20 Les éléments de preuve supplémentaires produits pour la première fois au stade du recours — comprenant 33 impressions de sites web — ont été produits dans le but i) de compléter les éléments de preuve déjà présentés à la division d’opposition en temps utile pour étayer son argument relatif à l’usage répandu de l’élément verbal «ALTO» sur le marché; et ii) répondre aux conclusions de la division d’opposition selon lesquelles les éléments de preuve produits ne démontraient pas que les consommateurs avaient été exposés à un usage généralisé de marques incluant l’élément «ALTO» et s’y étaient habitués. Ces éléments de preuve peuvent être pertinents pour l’issue de l’affaire.
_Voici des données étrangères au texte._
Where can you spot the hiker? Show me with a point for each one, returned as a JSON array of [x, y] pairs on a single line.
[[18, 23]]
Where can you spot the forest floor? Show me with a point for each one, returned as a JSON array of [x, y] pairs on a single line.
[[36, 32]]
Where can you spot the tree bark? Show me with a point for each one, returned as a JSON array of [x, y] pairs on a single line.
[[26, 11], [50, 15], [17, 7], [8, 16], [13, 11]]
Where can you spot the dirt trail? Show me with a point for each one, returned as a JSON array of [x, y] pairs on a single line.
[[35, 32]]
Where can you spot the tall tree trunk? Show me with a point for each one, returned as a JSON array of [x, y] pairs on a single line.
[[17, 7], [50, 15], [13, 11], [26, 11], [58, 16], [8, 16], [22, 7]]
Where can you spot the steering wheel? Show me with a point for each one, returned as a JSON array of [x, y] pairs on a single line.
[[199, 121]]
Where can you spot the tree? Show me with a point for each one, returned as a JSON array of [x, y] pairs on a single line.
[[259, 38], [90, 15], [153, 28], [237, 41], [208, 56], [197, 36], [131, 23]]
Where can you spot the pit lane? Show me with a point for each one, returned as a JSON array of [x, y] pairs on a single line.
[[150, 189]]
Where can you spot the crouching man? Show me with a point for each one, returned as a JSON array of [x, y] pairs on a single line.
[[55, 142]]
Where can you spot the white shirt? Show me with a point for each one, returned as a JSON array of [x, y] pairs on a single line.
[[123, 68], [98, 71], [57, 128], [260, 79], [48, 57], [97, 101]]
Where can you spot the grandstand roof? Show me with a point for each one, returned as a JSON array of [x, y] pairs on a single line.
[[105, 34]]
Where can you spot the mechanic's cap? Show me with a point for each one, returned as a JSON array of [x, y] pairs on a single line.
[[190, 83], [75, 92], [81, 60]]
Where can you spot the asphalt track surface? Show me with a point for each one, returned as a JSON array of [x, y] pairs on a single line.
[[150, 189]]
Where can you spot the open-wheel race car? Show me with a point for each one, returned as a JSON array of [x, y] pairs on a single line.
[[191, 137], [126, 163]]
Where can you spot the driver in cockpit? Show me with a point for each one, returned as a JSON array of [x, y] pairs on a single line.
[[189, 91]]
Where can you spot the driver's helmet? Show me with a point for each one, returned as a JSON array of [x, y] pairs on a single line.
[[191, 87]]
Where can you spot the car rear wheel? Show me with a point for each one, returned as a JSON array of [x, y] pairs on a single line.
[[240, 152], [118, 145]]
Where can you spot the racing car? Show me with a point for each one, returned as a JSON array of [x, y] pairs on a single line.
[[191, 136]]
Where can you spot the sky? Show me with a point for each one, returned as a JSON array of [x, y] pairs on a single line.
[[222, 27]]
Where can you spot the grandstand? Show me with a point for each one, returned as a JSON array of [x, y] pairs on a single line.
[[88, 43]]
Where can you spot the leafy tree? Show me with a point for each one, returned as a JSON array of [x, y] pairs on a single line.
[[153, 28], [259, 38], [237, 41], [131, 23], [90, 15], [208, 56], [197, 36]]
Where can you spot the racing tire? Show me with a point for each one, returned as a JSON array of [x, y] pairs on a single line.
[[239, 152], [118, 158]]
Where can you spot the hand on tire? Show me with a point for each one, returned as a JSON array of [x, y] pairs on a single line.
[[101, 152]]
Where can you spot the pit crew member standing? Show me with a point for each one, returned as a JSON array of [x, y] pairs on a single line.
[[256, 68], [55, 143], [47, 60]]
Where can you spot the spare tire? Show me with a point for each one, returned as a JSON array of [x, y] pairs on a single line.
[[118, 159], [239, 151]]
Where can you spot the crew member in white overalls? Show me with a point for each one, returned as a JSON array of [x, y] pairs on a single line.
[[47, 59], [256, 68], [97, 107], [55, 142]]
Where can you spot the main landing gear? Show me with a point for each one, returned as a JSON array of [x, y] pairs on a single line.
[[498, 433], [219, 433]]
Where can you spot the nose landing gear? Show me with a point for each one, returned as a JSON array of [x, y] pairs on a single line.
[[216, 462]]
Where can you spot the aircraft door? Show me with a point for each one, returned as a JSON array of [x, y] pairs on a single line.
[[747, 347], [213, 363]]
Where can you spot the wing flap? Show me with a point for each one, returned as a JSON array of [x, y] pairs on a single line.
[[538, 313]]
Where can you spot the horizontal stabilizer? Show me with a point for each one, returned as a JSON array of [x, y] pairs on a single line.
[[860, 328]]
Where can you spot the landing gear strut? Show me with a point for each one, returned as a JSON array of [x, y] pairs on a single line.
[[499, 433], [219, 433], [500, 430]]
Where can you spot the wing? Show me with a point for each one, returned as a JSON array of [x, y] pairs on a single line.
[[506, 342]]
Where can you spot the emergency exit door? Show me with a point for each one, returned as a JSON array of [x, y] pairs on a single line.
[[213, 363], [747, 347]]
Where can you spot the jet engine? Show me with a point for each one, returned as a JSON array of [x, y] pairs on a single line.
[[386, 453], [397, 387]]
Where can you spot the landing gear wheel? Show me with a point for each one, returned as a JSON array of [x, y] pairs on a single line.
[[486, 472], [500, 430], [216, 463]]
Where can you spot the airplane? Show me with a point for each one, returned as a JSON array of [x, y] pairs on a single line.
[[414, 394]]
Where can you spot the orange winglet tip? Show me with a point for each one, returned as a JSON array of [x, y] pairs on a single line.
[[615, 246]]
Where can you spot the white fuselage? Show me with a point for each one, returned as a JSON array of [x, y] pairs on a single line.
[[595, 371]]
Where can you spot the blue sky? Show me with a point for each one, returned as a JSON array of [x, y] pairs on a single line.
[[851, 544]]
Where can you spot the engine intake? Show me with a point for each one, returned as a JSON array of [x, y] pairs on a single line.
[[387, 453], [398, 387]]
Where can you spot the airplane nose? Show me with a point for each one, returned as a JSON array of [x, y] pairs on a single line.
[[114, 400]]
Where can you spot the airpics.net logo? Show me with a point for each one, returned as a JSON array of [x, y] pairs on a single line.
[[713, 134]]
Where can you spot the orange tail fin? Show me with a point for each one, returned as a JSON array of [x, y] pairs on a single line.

L’opposante a eu la possibilité d’examiner ces preuves et a présenté ses observations à cet égard.
21 En l’espèce, la chambre de recours est d’avis que les exigences relatives à la prise en compte des documents présentés dans le cadre de la procédure de recours conformément à l’article 95, paragraphe 2, du RMUE et à l’article 27, paragraphe 4, du RDMUE sont remplies et que ces preuves supplémentaires sont recevables.
Article 8, paragraphe 1, point b), du RMUE
22 Conformément à l’article 8, paragraphe 1, point b), du RMUE, sur opposition du titulaire d’une marque antérieure, la marque demandée est refusée à l’enregistrement lorsqu’en raison de son identité ou de sa similitude avec la marque antérieure et, cumulativement, en raison de l’identité ou de la similitude des produits ou des services que les deux marques désignent, il existe un risque de confusion dans l’esprit du public du territoire dans lequel la marque antérieure est protégée.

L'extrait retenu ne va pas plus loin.